Related distributions
Derivation from the gamma distribution
The inverse-gamma distribution arises as the distribution of the reciprocal of a gamma-distributed random variable. Specifically, if Y \sim \text{Gamma}(\alpha, \beta') where the gamma distribution is parameterized with shape parameter \alpha > 0 and rate parameter \beta' > 0, then X = 1/Y follows an inverse-gamma distribution with shape \alpha and scale \beta = \beta'.[18][19] To derive the probability density function (PDF) of X, apply the transformation of variables formula, accounting for the Jacobian determinant. The PDF of Y is f_Y(y) = \frac{(\beta')^\alpha}{\Gamma(\alpha)} y^{\alpha-1} e^{-\beta' y}, \quad y > 0. Under the transformation x = 1/y, or y = 1/x, the differential is dy/dx = -1/x^2, so the absolute value of the Jacobian is |dy/dx| = 1/x^2. Substituting yields f_X(x) = f_Y(1/x) \cdot \left| \frac{dy}{dx} \right| = \frac{(\beta')^\alpha}{\Gamma(\alpha)} (1/x)^{\alpha-1} e^{-\beta' (1/x)} \cdot \frac{1}{x^2}, \quad x > 0. Simplifying the expression, f_X(x) = \frac{(\beta')^\alpha}{\Gamma(\alpha)} x^{-\alpha+1} e^{-\beta'/x} \cdot x^{-2} = \frac{\beta^\alpha}{\Gamma(\alpha)} x^{-\alpha-1} e^{-\beta/x}, where \beta = \beta' is the scale parameter for the inverse-gamma distribution. This confirms the standard form of the inverse-gamma PDF.[18][19] The moments of the inverse-gamma distribution preserve certain relations from the original gamma under inversion. For instance, the expected value E[X] = E[1/Y] for Y \sim \text{Gamma}(\alpha, \beta') with \alpha > 1 is given by E[1/Y] = \frac{\beta'}{\alpha - 1}, which aligns with the mean of the inverse-gamma E[X] = \beta / (\alpha - 1) under the scale parameterization \beta = \beta'. This relation holds because the r-th negative moment of the gamma distribution is E[Y^{-r}] = (\beta')^r \Gamma(\alpha - r) / \Gamma(\alpha) for \alpha > r, and for r = 1, it simplifies using the gamma function property \Gamma(\alpha) = (\alpha - 1) \Gamma(\alpha - 1).[6][19] The inverse-gamma distribution was recognized in the statistical literature during the 20th century, particularly as Bayesian methods gained prominence for modeling scale parameters.[20]Connections to other distributions
The inverse-gamma distribution is closely related to the scaled inverse chi-squared distribution, which is a specific reparameterization commonly used in Bayesian statistics for modeling variances.
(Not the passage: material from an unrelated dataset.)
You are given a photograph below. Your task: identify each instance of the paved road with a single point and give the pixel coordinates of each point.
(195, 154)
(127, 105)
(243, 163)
Specifically, an inverse-gamma random variable with shape parameter \alpha = \nu/2 and scale parameter \beta = \nu \sigma^2 / 2 follows the same distribution as \sigma^2 times the inverse of a chi-squared random variable with \nu degrees of freedom.[21] The Lévy distribution arises as a special case of the inverse-gamma distribution when the shape parameter \alpha = 1/2 and the scale parameter \beta = c/2, where c > 0 is the scale parameter of the Lévy distribution centered at zero. This connection highlights the heavy-tailed nature of the inverse-gamma family, as the Lévy distribution is a stable distribution with infinite variance.[22] The generalized inverse Gaussian (GIG) distribution serves as a broader extension of the inverse-gamma distribution within a three-parameter family. In the GIG parameterization with parameters p \in \mathbb{R}, a \geq 0, and b > 0, setting a = 0 and p < 0 yields the inverse-gamma distribution with shape parameter \alpha = -p and scale parameter \beta = b/2, where the probability density function simplifies to the standard inverse-gamma form f(x) \propto x^{- \alpha - 1} \exp(-\beta / x) for x > 0.[23] In hierarchical Bayesian models, the inverse-gamma distribution frequently emerges as a marginal distribution for variance parameters. For instance, when precision parameters follow gamma distributions in a conjugate setup, integrating out intermediate hyperparameters results in an inverse-gamma marginal for the variance components, facilitating tractable posterior inference.[24] Common reparameterizations of the inverse-gamma distribution often involve switching between scale and rate parameters or expressing in terms of mean and shape. The following table summarizes key equivalences, assuming the standard shape-scale form with density f(x; \alpha, \beta) = \frac{\beta^\alpha}{\Gamma(\alpha)} x^{-\alpha-1} \exp(-\beta / x) for x > 0:| Parameterization | Shape (\alpha) | Scale/Rate (\beta or \lambda) | Relation | Source |
|---|---|---|---|---|
| Shape-Scale | \alpha > 0 | Scale \beta > 0 | Standard form | [21] |
| Mean-Shape | \alpha > 0 | Mean \mu = \beta / (\alpha - 1) (\alpha > 1) | \beta = \mu (\alpha - 1); requires \alpha > 1 for finite mean | [24] |